Why is it that when you believe that Ф-ing is good, you thereby have a reason to Ф?
Sometimes this question is posed antagonistically to cognitivists/realists about normativity. The thought, I think, is that typically when one stands in the belief relation to a proposition one does not thereby have a motivation to do something. What’s so special about the normative propositions, asks the non-cognitivist/anti-realist. Why is standing in the belief relation to normative propositions motivating for action?
It seems that there is an easy answer. Desires are motivating. Nobody doubts this. And, desires are evidence for the truth of normative propositions, or at least we use desires as evidence for the truth of normative propositions.
Consider. Someone asks you whether it would be good to increase the sales tax to improve the roads. What do you do? That is, as a conscientious epistemic agent yourself, what goes on in your head in trying to determine whether imposing the tax would be good? One thing I do is put myself in a hypothetical situation in which I am confronted with the choice, and then introspect for my consequent hypothetical desires. If I find that I have the strong desire to choose to impose the tax, I take that as evidence that it would be good to impose the tax. If I find I have a strong desire to choose not to impose the tax, I take this as evidence that not imposing the tax would be good.
In general, I take my desire of X to Y to be evidence that X is better than Y. Defeasible evidence, perhaps only a bit of evidence, but evidence nevertheless.
Thus, we expect a correlation. We expect that the normative propositions I believe often will have motivational force. The reason is that for many of the normative propositions I believe I have used my desires as evidence for whether the normative propositions are true. If I didn’t have the desires I have, I wouldn’t have had as much evidence for the normative propositions I believe, so, probably, I wouldn’t have believed as I do.
Using desires as evidence is especially important in the normative sphere where it is harder to get evidence for the truth of propositions. It is harder to get evidence that Ф-ing is good than it is to get evidence that Ф-ing is typically done by women.
On my view, it isn’t constitutive of believing that Ф-ing is good that one thereby has a motivation to Ф. One could believe that Ф-ing is good and yet have no motivation at all to Ф. But that seems to me appropriate, even desirable.

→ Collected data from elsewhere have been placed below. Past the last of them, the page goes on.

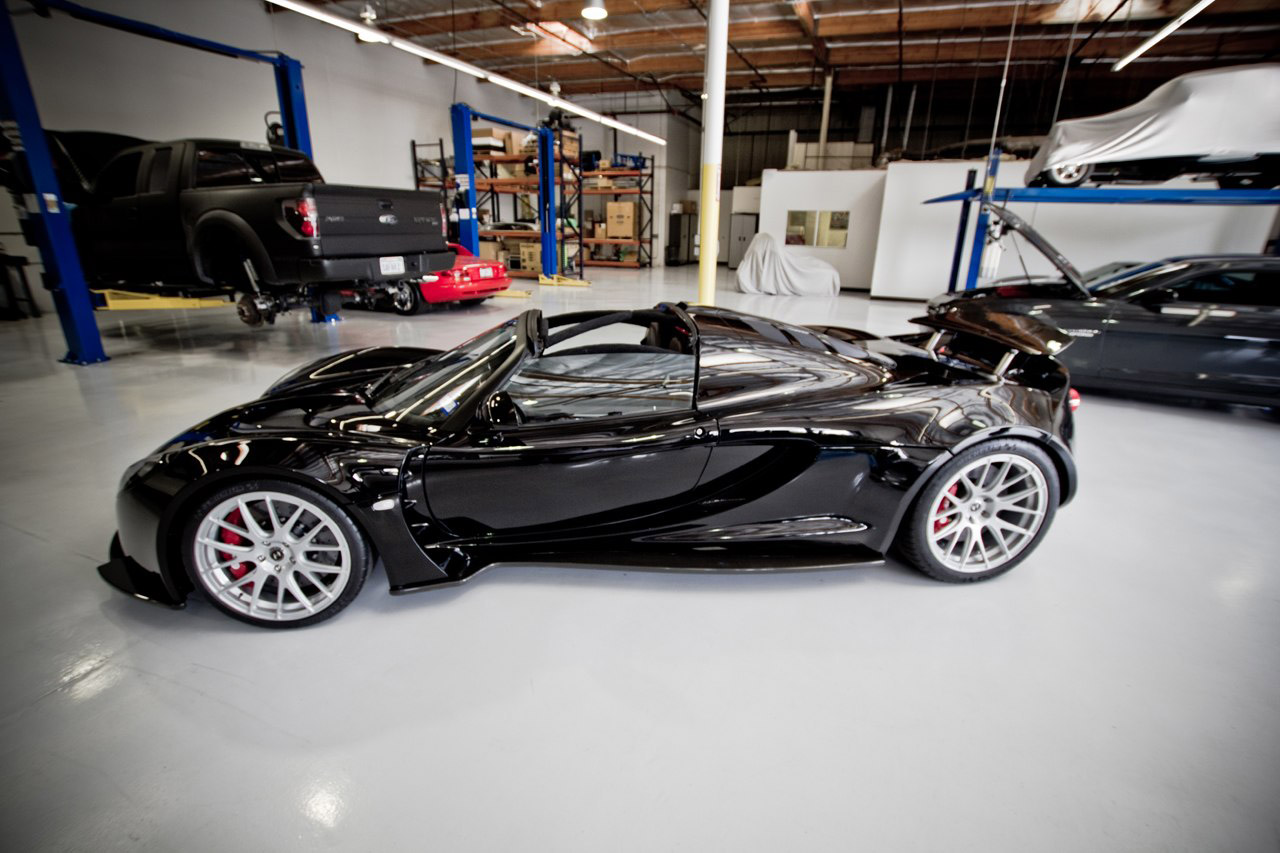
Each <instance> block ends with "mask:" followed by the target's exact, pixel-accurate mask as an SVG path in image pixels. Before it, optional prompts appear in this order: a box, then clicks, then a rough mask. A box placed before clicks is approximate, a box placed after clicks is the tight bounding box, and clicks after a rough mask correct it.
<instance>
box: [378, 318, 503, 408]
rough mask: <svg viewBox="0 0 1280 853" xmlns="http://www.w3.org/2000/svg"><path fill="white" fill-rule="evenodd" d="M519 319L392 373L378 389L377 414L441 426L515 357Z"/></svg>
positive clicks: (485, 332) (499, 325) (494, 328)
mask: <svg viewBox="0 0 1280 853" xmlns="http://www.w3.org/2000/svg"><path fill="white" fill-rule="evenodd" d="M518 320H520V318H515V319H511V320H507V321H506V323H503V324H502V325H499V327H495V328H493V329H489V330H488V332H484V333H481V334H477V336H476V337H474V338H471V339H470V341H467V342H466V343H463V345H461V346H458V347H454V348H453V350H449V351H447V352H442V353H440V355H438V356H433V357H430V359H428V360H426V361H420V362H417V364H415V365H413V366H411V368H408V369H406V370H403V371H401V373H399V374H393V375H392V377H389V378H388V382H387V386H385V387H384V388H381V389H380V391H378V393H376V398H375V400H374V403H372V406H374V411H378V412H381V414H384V415H387V416H388V418H392V419H394V420H397V421H401V420H404V421H408V423H412V424H416V425H420V427H438V425H439V424H442V423H443V421H444V419H445V418H448V416H449V415H451V414H453V411H454V410H456V409H457V407H458V405H460V403H461V402H462V401H463V400H466V398H467V396H468V394H471V393H472V392H474V391H475V389H476V388H479V387H480V386H481V384H483V383H484V380H485V379H488V378H489V377H490V375H492V374H493V371H494V370H497V369H498V366H499V365H500V364H502V362H503V361H504V360H506V359H507V356H509V355H511V351H512V348H513V347H515V346H516V341H517V334H516V323H517V321H518Z"/></svg>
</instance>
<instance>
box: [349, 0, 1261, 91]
mask: <svg viewBox="0 0 1280 853" xmlns="http://www.w3.org/2000/svg"><path fill="white" fill-rule="evenodd" d="M1192 3H1193V0H1048V1H1047V0H791V1H785V3H759V1H750V0H732V1H731V6H730V33H728V35H730V55H728V88H730V90H731V91H735V90H742V91H746V92H753V93H754V96H760V95H777V93H781V92H796V91H805V90H808V91H812V90H814V88H815V87H820V86H822V79H823V76H824V74H826V73H827V72H828V70H829V72H832V73H833V74H835V86H836V88H837V90H856V88H860V87H876V86H881V87H882V86H884V85H886V83H895V82H931V83H934V85H937V83H942V85H946V83H948V82H951V83H955V82H959V81H977V79H978V78H979V77H996V76H1000V73H1001V68H1002V65H1004V60H1005V51H1006V47H1007V46H1009V33H1010V26H1011V24H1014V23H1015V18H1016V26H1015V27H1014V41H1012V69H1014V73H1015V74H1020V76H1023V77H1024V78H1025V77H1028V76H1034V77H1042V78H1044V79H1050V77H1051V76H1052V77H1056V76H1059V74H1060V73H1061V69H1062V68H1064V63H1065V61H1066V60H1068V58H1070V69H1071V70H1076V69H1079V70H1082V72H1084V73H1088V74H1091V76H1094V77H1097V79H1098V85H1100V86H1106V82H1107V79H1108V78H1107V77H1105V76H1102V74H1097V73H1096V72H1100V70H1110V67H1111V64H1114V63H1115V60H1116V59H1119V58H1120V56H1123V55H1125V54H1126V53H1129V51H1130V50H1133V49H1134V47H1137V46H1138V45H1139V44H1140V42H1142V41H1143V40H1146V38H1147V37H1148V36H1151V35H1152V33H1155V32H1156V31H1157V29H1158V28H1160V27H1161V26H1162V24H1164V23H1166V22H1167V20H1170V19H1171V18H1174V17H1176V15H1178V14H1180V13H1181V12H1184V10H1185V9H1188V8H1189V6H1190V5H1192ZM365 5H366V4H365V3H364V1H361V0H339V1H337V3H329V4H328V8H329V9H334V10H340V12H342V13H344V14H347V15H349V17H352V18H356V17H357V15H358V14H360V12H361V10H362V9H364V8H365ZM605 5H607V8H608V12H609V14H608V18H605V19H604V20H599V22H590V20H586V19H584V18H582V17H581V14H580V12H581V8H582V3H581V0H375V1H374V3H372V6H374V9H375V12H376V13H378V20H376V24H378V26H379V27H381V28H384V29H387V31H389V32H393V33H394V35H398V36H401V37H406V38H411V40H413V41H417V42H420V44H422V45H425V46H429V47H433V49H435V50H440V51H444V53H448V54H452V55H456V56H458V58H462V59H466V60H467V61H471V63H475V64H476V65H480V67H481V68H485V69H488V70H494V72H499V73H502V74H504V76H507V77H512V78H515V79H518V81H522V82H526V83H531V85H536V86H539V87H543V88H545V87H547V86H549V85H550V83H552V82H553V81H554V82H558V83H559V85H561V87H562V92H563V93H564V95H585V93H594V92H631V91H637V90H658V88H660V90H669V91H672V92H675V93H678V95H682V96H685V97H689V99H691V100H694V99H696V96H698V92H700V91H701V88H703V61H704V47H705V12H707V4H705V3H704V1H699V0H605ZM1277 50H1280V6H1277V4H1276V0H1217V1H1216V3H1213V4H1212V5H1211V6H1208V8H1207V9H1206V10H1204V12H1202V13H1201V14H1199V15H1197V17H1196V18H1194V19H1192V20H1190V22H1189V23H1188V24H1185V26H1184V27H1183V28H1180V29H1179V31H1176V32H1175V33H1174V35H1172V36H1170V37H1169V38H1165V40H1164V41H1162V42H1160V44H1158V45H1156V46H1155V47H1153V49H1152V50H1151V51H1148V53H1147V54H1146V55H1144V56H1142V58H1140V59H1139V60H1138V61H1135V63H1133V64H1132V65H1129V67H1128V68H1125V69H1124V72H1123V76H1125V77H1126V78H1128V79H1134V78H1142V79H1143V81H1146V82H1147V83H1148V86H1153V85H1155V83H1157V82H1161V81H1164V79H1169V78H1171V77H1175V76H1178V74H1181V73H1185V72H1188V70H1196V69H1201V68H1211V67H1221V65H1230V64H1240V63H1252V61H1265V60H1270V59H1275V56H1276V54H1277ZM1055 69H1056V70H1055ZM1051 72H1052V74H1051ZM1116 77H1117V76H1116ZM1111 79H1115V77H1112V78H1111Z"/></svg>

I take it that this puzzle is supposed to be deeper than my dealings with it. Am I missing something?
2 comments:
Interesting suggestion. You've at least explained why there's some correlation between evaluative belief and motivation. But I think most moral philosophers allege a deeper connection. It seems that evaluative belief should cause motivation. (If you convince me that vegetarianism is morally required, then this alone should suffice to produce some motivational effect in me.)
Many would make the even stronger claim that there is a necessary connection of sorts: normative belief entails motivation (absent any kind of rational dysfunction in the agent).
P.S. A quick nit-pick: I think most moral philosophers would deny that "when you believe that Ф-ing is good, you thereby have a [normative] reason to Ф". (Merely believing that there's something to be said for Ф-ing doesn't make it so!) A more typical formulation would be: when you believe that you ought to Ф, you thereby have a motivation to Ф (insofar as you are rational).
That desires motivate actions
could be said to be an assumption
and dubitable---since desires may be said to merely correlate with actions--if you hold actions and desires to be separate things.
Inferring belief from outward behavior is
slippery---action is subject to
multiple interpretations.
And how about this: "I hit him with the cream pie out of reflex, even though I did not want to hit him."